Her body was shipped to Scotland and buried at Dunglass. An account of the financial settlement to 31 March 1646 was made by the merchant financier Robert Inglis.

===The will and the Commonwealth===
In 1648 Lauderdale's share of her possessions and furniture in London was forfeited by his delinquency and sold. Claims that the furnishings belonged to his daughter or had been sold to a Scottish merchant in London, Robert Inglis, were disregarded. Some goods at Aldersgate were sold in October 1648. It also came to light that Mary had lent £2,000 to the Earl of Cleveland and obtained property in Hackney and Stepney, and £1000 to Elizabeth Ashfield, a neighbour in Aldersgate, gaining her lands at North Barsteed in Suffolk. A challenge to the administration of the will by a third-party William Dudley, demonstrating that goods belonged not to Lauderdale but to his daughter, and that the executors had not been lawfully appointed, failed in 1658. Lauderdale was enabled to recover his property at the Restoration. It is due to the complexities of dividing her goods and this legal battle that her inventories survive to give a unique insight into the material culture of Anglo-Scottish aristocrat in the 1630s. The inventories include a set of portraits after Van Dyck now at Darnaway Castle.

==Children==
Lady Home had seven children, all of whom were born in Scotland attended by Mrs Cuthbert, an English midwife. Three reached adulthood; James, Margaret and Anne. One child was born in Scotland in October 1612. Anne of Denmark sent instructions to the chamberlain of her Dunfermline estates, Henry Wardlaw of Pitreavie, to distribute presents of money at the christening, and Anna Hay, Countess of Winton was to be her representative. The child was probably Anne, the queen's namesake. The Earl of Home was a Catholic, and in December 1615 the Archbishop of St Andrews objected to his choice of tutor for his children.

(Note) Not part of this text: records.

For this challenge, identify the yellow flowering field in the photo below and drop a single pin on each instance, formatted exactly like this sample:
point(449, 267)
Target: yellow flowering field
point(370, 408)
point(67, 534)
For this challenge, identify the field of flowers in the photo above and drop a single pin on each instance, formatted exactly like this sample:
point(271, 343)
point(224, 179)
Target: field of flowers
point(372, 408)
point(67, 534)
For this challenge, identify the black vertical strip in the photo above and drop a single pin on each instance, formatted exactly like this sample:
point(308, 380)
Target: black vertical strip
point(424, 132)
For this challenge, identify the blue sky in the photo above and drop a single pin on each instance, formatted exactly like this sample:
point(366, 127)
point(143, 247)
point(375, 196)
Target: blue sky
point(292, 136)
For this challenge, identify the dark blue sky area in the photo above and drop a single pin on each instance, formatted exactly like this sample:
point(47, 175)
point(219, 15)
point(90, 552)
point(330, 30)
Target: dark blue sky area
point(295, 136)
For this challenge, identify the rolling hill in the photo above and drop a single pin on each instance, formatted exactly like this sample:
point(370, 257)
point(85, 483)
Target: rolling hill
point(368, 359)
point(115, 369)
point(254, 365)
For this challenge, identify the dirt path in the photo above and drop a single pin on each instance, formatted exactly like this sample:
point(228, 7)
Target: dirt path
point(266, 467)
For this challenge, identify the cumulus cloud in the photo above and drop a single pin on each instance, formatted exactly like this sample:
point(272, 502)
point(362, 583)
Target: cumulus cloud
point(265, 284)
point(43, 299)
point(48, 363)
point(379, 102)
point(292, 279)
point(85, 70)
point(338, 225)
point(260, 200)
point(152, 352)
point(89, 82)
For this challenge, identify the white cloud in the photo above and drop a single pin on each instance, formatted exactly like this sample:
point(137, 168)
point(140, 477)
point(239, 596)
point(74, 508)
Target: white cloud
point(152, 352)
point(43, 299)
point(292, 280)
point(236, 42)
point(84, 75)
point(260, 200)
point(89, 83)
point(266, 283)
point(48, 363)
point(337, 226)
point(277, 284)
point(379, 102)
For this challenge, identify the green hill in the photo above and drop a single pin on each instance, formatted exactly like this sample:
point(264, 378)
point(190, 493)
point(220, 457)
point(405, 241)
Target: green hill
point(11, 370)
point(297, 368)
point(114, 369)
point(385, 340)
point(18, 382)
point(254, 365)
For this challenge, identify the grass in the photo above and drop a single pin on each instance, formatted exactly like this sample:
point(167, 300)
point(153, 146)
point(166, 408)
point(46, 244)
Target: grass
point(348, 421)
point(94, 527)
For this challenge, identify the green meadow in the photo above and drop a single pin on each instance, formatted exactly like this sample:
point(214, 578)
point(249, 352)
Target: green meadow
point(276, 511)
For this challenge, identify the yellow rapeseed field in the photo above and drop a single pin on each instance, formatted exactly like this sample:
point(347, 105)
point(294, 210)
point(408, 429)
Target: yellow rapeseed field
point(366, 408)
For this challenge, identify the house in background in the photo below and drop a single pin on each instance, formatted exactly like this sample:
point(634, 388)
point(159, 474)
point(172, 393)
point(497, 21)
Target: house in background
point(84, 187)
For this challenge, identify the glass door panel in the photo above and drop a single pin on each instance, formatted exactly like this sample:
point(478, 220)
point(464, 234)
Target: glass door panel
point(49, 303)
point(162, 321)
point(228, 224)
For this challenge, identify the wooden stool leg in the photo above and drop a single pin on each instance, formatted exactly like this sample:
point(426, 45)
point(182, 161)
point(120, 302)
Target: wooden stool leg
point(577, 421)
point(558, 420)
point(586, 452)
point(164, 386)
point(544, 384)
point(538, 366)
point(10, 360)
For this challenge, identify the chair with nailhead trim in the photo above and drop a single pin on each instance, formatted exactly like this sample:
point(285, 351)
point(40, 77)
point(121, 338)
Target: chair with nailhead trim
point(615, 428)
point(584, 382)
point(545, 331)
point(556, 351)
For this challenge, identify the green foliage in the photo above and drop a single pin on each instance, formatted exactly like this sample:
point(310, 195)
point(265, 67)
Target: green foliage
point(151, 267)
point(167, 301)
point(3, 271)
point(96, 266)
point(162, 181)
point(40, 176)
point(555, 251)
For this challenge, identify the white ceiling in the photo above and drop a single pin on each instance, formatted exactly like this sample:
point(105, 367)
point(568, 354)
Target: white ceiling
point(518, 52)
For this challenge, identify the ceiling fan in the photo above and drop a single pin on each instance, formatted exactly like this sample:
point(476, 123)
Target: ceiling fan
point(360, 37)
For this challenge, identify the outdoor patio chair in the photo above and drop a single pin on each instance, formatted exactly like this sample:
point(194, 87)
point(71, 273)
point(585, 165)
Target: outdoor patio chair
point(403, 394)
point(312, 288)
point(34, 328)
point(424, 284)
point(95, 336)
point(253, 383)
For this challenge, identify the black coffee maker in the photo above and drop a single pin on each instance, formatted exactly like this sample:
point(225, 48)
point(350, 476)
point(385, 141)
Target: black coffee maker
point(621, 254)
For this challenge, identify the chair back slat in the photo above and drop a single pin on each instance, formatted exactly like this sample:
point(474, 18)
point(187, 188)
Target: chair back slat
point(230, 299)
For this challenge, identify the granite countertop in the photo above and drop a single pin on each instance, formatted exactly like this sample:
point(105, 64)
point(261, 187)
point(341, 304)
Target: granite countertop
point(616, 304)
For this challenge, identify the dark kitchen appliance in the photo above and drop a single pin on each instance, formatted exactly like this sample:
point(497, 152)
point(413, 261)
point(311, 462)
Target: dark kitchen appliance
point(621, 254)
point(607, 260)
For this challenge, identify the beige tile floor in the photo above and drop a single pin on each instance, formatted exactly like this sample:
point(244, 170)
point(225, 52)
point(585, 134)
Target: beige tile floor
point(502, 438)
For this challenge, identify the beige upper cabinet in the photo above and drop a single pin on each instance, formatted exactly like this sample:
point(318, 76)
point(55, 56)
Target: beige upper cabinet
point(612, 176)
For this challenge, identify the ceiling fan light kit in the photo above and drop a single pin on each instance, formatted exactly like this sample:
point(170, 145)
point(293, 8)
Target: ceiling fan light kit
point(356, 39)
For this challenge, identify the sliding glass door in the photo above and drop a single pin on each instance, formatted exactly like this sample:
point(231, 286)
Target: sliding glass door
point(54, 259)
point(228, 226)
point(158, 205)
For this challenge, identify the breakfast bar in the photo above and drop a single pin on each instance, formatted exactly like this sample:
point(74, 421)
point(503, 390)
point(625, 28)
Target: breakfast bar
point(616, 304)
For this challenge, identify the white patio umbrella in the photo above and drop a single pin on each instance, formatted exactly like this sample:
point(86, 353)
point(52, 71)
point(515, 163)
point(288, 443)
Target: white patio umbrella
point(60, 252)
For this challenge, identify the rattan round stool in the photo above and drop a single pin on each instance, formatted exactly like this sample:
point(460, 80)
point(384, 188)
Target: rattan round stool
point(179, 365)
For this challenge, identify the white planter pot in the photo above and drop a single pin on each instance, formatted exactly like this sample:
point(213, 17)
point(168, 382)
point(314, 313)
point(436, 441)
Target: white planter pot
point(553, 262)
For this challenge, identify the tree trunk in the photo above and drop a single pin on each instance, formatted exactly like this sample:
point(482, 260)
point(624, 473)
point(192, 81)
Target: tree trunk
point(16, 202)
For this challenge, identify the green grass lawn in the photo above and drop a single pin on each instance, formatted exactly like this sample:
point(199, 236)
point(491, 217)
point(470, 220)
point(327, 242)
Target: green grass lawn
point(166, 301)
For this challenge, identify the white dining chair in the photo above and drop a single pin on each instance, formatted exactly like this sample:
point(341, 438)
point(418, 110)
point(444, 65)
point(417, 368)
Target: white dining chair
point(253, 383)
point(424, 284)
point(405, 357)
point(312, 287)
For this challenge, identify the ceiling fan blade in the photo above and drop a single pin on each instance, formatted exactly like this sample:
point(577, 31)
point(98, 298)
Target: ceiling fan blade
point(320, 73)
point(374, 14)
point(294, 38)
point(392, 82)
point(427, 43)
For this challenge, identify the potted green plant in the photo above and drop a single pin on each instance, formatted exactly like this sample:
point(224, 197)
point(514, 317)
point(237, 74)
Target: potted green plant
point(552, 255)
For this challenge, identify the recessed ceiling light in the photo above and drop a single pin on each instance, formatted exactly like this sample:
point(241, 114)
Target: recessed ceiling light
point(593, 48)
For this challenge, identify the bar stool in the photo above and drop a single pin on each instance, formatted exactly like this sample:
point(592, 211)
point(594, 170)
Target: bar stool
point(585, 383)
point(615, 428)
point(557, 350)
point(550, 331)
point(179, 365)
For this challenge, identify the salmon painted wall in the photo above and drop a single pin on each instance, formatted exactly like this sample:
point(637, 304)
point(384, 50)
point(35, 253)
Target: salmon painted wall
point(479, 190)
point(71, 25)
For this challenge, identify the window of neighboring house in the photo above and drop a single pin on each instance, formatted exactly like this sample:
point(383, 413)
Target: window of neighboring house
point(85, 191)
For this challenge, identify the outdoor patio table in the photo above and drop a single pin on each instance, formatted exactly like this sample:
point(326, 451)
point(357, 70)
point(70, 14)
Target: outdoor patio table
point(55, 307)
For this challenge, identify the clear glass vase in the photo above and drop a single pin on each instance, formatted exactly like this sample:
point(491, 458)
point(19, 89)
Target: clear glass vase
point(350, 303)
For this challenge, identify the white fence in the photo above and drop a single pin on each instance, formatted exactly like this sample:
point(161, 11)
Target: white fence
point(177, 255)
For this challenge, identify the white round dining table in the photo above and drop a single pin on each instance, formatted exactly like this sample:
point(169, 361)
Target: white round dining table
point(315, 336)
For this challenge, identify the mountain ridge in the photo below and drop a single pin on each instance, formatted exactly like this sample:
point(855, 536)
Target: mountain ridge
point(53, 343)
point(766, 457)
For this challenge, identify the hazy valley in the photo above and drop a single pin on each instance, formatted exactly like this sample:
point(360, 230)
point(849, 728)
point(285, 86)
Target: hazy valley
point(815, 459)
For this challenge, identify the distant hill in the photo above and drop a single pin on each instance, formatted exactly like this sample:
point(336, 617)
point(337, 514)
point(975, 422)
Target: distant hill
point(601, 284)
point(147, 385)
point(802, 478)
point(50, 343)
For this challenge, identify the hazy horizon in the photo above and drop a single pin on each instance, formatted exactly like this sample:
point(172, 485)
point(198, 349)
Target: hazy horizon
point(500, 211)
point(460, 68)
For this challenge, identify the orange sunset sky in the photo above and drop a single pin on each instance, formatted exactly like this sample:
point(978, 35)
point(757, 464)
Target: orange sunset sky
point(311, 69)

- James Home, 2nd Earl of Home (d. 1633) who married firstly, Catherine Cary (1609–1626) eldest daughter of Viscount Falkland and the playwright Elizabeth Tanfield Cary author of The Tragedy of Mariam. In 1626 James married Grace Fane (d. 1633) daughter of Francis Fane, 1st Earl of Westmorland and Mary Mildmay.
- Margaret Home, Countess of Moray, who married James Stuart, 4th Earl of Moray, and lived at Donibristle.
- Anne Home, Countess of Lauderdale (d. 1671), who married John Maitland, 1st Duke of Lauderdale. Their daughter Mary Maitland married John Hay, 2nd Marquess of Tweeddale.